Dia menjelaskan, jika Google Indonesia telah mengikuti peraturan yang berkaitan dengan perpajakan di tanah air ini sejak beberapa waktu yang lalu. Tepatnya, pada 2019, pihaknya telah membayar Pajak Pertambahan Nilai (PPN) sesuai dengan jasa pelayanan yang kerap kali digunakan oleh masyarakat dalam ruang digital. Dari layanan google adds hingga clouds yang banyak digunakan oleh masyarakat di dalam negeri sudah dimodifikasi menggunakan mata uang Rupiah. Sehingga, pembayaran PPN dapat dihitung sesuai dengan pendapatan yang didapatkan dari layanan-layanan tersebut.

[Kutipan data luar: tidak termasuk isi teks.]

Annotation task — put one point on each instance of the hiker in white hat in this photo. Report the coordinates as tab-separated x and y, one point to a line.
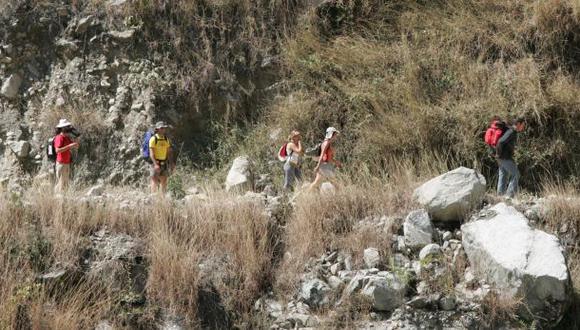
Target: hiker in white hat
325	169
63	143
160	153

"Kami sudah melaporkan pajak PPN berdasarkan aturan yang ada di Indonesia sejak tahun 2019," katanya. Kemudian, yang berkaitan dengan Pajak penghasilan (PPh) yang akan dibebankan pada Google Indonesia, pihaknya akan mengikuti hasil dari kesepakatan yang dicapai dalam KTT G20. Karena, dalam membahas pajak ini, diperlukan partisipasi dari negara-negara lain pengguna layanan Google di seluruh pelosok dunia dalam menentukan pajak yang akan dibebankan.

Diperlukannya partisipasi oleh negara lain, kata dia, agar penerapan pajak yang diberlakukan tersebut dapat dipahami secara jelas dengan mempertimbangkan berbagai aspek dari negara-negara yang menggunakan aplikasi dalam ruang digital. Dengan begitu, akan memberikan rasa tenang kepada setiap pemangku kepentingan yang menggunakan aplikasi tersebut. "Kesepakatan yang mudah dipahami dan tidak ada frasa ambigu dalam aturan pajak yang akan diterapkan," katanya.

Kesepakatan ini, akan mengikat perusahaan multinasional seperti Google untuk membayar pajak sesuai dengan aturan dari negara-negara setempat. Sehingga, setiap klausul dalam kesepakatan yang telah dicapai oleh KTT G20 dapat menjangkau seluruh aspek dari layanan aplikasi dari perusahaan multinasional ini di masa-masa mendatang. "Perusahaan multinasional tidak membayar pajak karena peraturan negara setempat belum menjangkau. Adanya KTT G20 akan membuat secara adil pembayaran pajak," katanya.

Dukungan pajak ini sangat penting dalam mendorong ekonomi digital di dalam negeri yang tengah berkembang dengan pesat selama beberapa waktu belakangan. Mengingat saat ini, banyak pelaku ekonomi digital, khususnya pengembangan permainan digital (Game Developer) dalam negeri yang tengah menyasar pasar luar negeri seperti Amerika Serikat, China, dan Jerman.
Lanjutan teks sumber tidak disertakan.